Anyone alive in the eighteenth century would have known that “the longitude problem” was the thorniest scientific dilemma of the day–and had been for centuries.  Lacking the ability to measure their longitude, sailors throughout the great ages of exploration had been literally lost at sea as soon as they lost sight of land.  Thousands of lives and the increasing fortunes of nations hung on a resolution.  One man, John Harrison, in complete opposition to the scientific community, dared to imagine a mechanical solution–a clock that would keep precise time at sea, something no clock had ever been able to do on land.  Longitude is the dramatic human story of an epic scientific quest and of Harrison’s forty-year obsession with building his perfect timekeeper, known today as the chronometer.  Full of heroism and chicanery, it is also a fascinating brief history of astronomy, navigation, and clockmaking, and opens a new window on our world.

Here is the total kicker that I did not know until last night but thank to the curiosity provoked by this book I now do: A prime meridian is a meridian, i.e. a line of longitude, at which longitude is defined to be 0°. This great circle divides the sphere, e.g. the Earth, into two hemispheres. I live a 90 second walk from the prime meridian!!!. I feel akin to a devout christian who finds out by serendipity that he lives 90 seconds away from the barn where Jesus was born. #MINDBLOWN

This is the kind of book that once again does well what our dry boring schooling failed to do but had an obligation to : Make history, geography and science alive and interesting, Because as Longitude proves… they all were! I am so fascinated by all the little facts and details in the book that I am today taking advantage of the fact that I live about an hour from the famed Royal Observatory here in London (which played a major role in the book and is best known as THE location of the prime meridian) and so I am going to the hill in Greenwich Park to  see some of the instruments mentioned in the book. Also John Harrison. What a man. We all need to know about this genius. His story needs to be spread. A carpenter who changed the world. That is pretty much this book in a nutshell.
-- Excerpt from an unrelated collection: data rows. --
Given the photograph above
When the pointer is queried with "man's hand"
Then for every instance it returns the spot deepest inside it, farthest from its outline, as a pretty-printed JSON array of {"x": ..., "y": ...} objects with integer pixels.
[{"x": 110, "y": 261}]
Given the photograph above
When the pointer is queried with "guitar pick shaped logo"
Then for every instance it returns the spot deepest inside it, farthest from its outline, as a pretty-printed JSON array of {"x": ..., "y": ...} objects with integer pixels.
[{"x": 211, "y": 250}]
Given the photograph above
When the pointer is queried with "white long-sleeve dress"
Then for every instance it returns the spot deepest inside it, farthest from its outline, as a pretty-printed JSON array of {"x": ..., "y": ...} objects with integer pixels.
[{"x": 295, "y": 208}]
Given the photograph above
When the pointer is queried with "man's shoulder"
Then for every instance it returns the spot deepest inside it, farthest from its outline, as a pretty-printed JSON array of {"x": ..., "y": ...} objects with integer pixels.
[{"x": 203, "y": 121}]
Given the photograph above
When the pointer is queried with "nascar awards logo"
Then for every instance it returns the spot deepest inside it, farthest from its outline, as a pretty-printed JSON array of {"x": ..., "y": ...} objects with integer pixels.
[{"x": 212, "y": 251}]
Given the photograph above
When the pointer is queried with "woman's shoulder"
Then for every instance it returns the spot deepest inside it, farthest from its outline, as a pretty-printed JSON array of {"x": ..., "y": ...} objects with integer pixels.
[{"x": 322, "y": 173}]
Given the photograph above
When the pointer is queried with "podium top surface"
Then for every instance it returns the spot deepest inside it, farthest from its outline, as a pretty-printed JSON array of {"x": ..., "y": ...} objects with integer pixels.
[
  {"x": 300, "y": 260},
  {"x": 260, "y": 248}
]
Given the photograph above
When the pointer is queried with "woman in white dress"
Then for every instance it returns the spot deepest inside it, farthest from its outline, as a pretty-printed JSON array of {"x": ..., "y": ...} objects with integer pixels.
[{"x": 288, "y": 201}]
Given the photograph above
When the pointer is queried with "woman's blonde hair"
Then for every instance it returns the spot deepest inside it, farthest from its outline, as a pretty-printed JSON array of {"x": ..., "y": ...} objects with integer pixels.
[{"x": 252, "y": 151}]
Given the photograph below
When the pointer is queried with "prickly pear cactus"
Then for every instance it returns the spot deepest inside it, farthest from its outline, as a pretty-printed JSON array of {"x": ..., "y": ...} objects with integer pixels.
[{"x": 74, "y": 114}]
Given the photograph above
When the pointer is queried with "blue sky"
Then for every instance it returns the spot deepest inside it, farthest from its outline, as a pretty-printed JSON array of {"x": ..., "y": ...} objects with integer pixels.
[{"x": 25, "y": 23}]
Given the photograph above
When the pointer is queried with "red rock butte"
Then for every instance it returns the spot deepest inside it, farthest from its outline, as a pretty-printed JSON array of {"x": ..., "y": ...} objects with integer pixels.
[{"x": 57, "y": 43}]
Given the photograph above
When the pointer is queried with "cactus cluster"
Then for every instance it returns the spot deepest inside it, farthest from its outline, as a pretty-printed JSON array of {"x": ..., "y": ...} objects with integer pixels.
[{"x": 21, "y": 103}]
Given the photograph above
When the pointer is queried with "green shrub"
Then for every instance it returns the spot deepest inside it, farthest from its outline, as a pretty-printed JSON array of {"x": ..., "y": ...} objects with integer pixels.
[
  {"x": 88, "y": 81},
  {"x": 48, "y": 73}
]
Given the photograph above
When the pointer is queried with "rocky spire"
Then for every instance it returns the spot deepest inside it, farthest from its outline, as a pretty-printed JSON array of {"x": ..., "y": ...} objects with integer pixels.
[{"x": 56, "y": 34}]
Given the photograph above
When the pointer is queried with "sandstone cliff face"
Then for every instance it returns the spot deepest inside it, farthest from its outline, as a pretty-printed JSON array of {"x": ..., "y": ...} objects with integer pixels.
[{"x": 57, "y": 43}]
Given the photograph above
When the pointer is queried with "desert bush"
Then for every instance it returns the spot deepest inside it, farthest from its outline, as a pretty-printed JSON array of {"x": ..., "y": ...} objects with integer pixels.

Go to Flipkart/Amazon, buy it and it just may be the best thing you read in a long while.


2 thoughts on “Book Review : ‘Longitude’

  1. All perfectly true; the real story of Longitude lies in the loss of men and the diminishing stock of timber required to build ships. Without that stock, Britain was unable to project influence abroad. The Amiralty of the day was probably more concerned with this than the loss of men, even though this alone was a guarantee of employment in the navy during Harrison’s time.
    The events surrounding this story also intertwine with a transition to coal from wood for the provision of domestic heating, which took the pressure off the available timber stocks needed for ship construction.
    Not only was timber required for naval vessels, the East India Company was also making large demands upon that same stock and so the solution to the longitude problem was really a story of the conservation of forest timber, so necessary for trade and the protection of it.
    Harrison, having won the prize, then became involved in sourcing and marking timber for the admiralty and ensuring that this would be available.
    As a footnote, the New Forest is close to Buckler’s Hard, a slipway where a lot of Nelson’s ships were built. The older forest was completely cleared for vessel construction.